Habana Gaudi2 Triples Performance
The latest chip from the Intel subsidiary offers a big performance jump from the initial Gaudi, putting it into the same class as Nvidia’s new Hopper GPU.
With its recent Hopper announcement, Nvidia dramatically raised the bar to compete in the data-center AI market, more than doubling its lead relative to other vendors. Intel’s Habana subsidiary is the first to reach this new height, delivering its second-generation AI accelerator with performance and power efficiency similar to Hopper’s. Habana expects Gaudi2 systems to arrive by the end of this year, only a few months after Hopper. It also previewed its next-generation low-power accelerator, Greco.
Taking advantage of a shrink to 7nm manufacturing, Gaudi2 delivers huge improvements over the first-generation design. It triples the core count and features 48MB of on-chip SRAM, twice as much as Gaudi. The new accelerator triples the amount of High Bandwidth Memory (HBM) to 96GB and provides 2.5x more bandwidth. Gaudi2 adds features such as video decoding and support for emerging FP8 data types. The greater compute and memory capacity triples Gaudi’s ResNet performance but also raises the power to 600W TDP, which is still less than Hopper’s.

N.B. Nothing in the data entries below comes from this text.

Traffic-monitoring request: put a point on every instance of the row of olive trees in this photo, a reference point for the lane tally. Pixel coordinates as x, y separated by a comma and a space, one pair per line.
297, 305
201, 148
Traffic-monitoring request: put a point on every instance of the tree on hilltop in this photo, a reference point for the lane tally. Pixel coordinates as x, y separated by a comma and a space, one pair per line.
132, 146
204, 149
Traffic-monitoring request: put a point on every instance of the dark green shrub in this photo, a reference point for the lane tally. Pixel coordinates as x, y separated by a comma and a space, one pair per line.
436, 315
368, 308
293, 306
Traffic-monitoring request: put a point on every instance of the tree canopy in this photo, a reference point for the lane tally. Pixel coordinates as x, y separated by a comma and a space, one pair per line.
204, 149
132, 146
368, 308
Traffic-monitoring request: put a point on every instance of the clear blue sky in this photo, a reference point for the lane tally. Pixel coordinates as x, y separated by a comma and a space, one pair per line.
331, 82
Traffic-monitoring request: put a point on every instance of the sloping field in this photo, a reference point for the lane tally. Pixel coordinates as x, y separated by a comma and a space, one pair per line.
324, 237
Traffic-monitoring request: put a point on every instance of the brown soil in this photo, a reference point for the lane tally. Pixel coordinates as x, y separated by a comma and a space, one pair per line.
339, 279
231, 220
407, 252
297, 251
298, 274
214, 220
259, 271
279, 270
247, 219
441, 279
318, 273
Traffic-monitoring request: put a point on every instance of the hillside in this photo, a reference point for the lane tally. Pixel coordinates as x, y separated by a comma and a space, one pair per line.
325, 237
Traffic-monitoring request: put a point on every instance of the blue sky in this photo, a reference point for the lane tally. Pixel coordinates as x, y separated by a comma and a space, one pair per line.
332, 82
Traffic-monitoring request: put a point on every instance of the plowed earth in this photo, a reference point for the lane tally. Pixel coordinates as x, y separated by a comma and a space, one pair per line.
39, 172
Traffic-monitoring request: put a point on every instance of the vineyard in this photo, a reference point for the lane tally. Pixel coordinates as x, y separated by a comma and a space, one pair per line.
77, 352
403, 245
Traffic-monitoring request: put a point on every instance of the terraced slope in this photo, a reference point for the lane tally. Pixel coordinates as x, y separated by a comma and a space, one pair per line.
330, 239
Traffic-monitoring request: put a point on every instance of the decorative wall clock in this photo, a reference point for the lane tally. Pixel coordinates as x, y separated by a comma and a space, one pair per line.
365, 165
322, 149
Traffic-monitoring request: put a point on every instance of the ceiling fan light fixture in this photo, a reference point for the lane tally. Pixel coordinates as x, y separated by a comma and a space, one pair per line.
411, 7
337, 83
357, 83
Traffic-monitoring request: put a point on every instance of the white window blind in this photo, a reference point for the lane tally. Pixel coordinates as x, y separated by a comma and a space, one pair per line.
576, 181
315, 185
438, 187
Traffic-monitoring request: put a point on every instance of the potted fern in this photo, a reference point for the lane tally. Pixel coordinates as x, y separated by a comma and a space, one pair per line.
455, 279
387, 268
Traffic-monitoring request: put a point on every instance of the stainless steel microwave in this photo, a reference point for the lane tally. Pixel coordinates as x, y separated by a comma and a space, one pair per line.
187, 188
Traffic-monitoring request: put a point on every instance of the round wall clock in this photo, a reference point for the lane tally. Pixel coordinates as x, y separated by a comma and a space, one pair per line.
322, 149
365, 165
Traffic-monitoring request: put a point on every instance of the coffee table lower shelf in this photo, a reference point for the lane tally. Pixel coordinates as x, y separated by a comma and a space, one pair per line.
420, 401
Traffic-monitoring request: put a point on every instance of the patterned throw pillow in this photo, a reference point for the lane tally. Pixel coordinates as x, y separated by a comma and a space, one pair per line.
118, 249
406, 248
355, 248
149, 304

Habana announced the original Gaudi in 2019, just before its acquisition by Intel, but the 16nm training chip didn’t reach the market until last year; Amazon now offers it in an AWS instance. Gaudi outperforms Nvidia’s 12nm V100 but falls well behind the 7nm A100. Yet the A100 uses more power than Gaudi and, on the basis of AWS pricing, costs more than double, giving Habana the lead in performance per dollar.
Gaudi2 is sampling. According to Habana’s initial tests, the new chip doubles the A100’s training throughput on ResNet-50. This increase should put Gaudi2 within range of the Hopper H100. Habana will sell Gaudi2 on an OAM module; it also offers a server baseboard that can hold eight accelerators.